Preparation of monosaccharide derivatives: solutions of l-ribose (2.0 mg), d-ribose (2.0 mg) and hydrolytic monosaccharides (0.4 mg, each) in 1 mL pyridine were individually treated with l-cysteine methyl ester hydrochloride (2.0 mg) under 60 °C for 2 h, and then added O-tolyl isothiocyanate (2.0 mg) in each reaction system under 60 °C for 1 h. A blank control group was preapared at the same time.

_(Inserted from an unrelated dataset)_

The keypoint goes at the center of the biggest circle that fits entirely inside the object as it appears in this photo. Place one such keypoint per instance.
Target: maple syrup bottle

Each reaction mixture was analyzed by UPLC‒MS. As shown in Fig. S7, the retention time of hydrolyzed monosaccharide derivative was in accordance with that of d-ribose derivative. Thus, the ribose in 18 was determined as d-configuration.

Cytotoxicity assays

The cytotoxicities of compounds 4–39 against human cancer cell lines HepG-2 and MCF-7 (NCI-60, Bethesda, USA) as well as the murine microglial BV2 cell line were measured using the MTT assay according to the reported procedures. Taxol was used as the positive control.

Anti-inflammatory assays

The anti-inflammatory activities of compounds 4–39 were assessed by measuring the inhibitory effects on NO production induced by lipopolysaccharide (LPS) in murine microglial BV2 cell line according to the reported procedures. Curcumin was selected as the positive control (inhibitory rate 93.7 ± 2.5% at 10−5 mol/L). The murine microglia BV2 cell line was purchased from the Cell Culture Center at the Institute of Basic Medical Sciences, Chinese Academy of Medical Sciences and Peking Union Medical College (Beijing, China).

Antioxidant assays

The antioxidant activities of compounds 4–39 were evaluated by measuring the inhibitory rates of malondialdehyde (MDA) in rat liver microsomal lipid peroxidation induced by Fe2+-cystine in vitro according to the reported procedures. Curcumin was selected as the positive control (inhibitory rate 91.0 ± 3.2% at 10−4 mol/L). Rat liver microsomes are prepared from male Sprague–Dawley rats (Hua Fu Kang Bioscience, Beijing, China).

Acknowledgments

This work was supported financially by the (2018YFA0901900), the CAMS Innovation Fund for Medical Sciences (CIFMS, 2016-I2M-1-010, 2017-I2M-4-004), and (2017PT35001). Jian Bai was supported by the Drug Innovation Major Project (2018ZX09711001-008-001). We are grateful to Jie Zhu from National Institute of Biological Sciences for part of cytotoxicity assays.

Author contributions

Qian Wei conducted most of the experiment and wrote the manuscript; Jian Bai analyzed data, elucidated the chemical structures, and wrote the manuscript; Daojiang Yan analyzed the BGCs of anzaphilones; Xiuqi Bao, Dan Zhang, Wenting Li and Xiangbing Qi performed anti-inflammatory, antioxidant assays and cytotoxicity assays; Bingyu Liu involved in NMR data analysis; Dequan Yu involved in discussion and design; Youcai Hu designed and guided the entire project and edited the manuscript.

Conflicts of interest

The authors declare no conflicts of interest.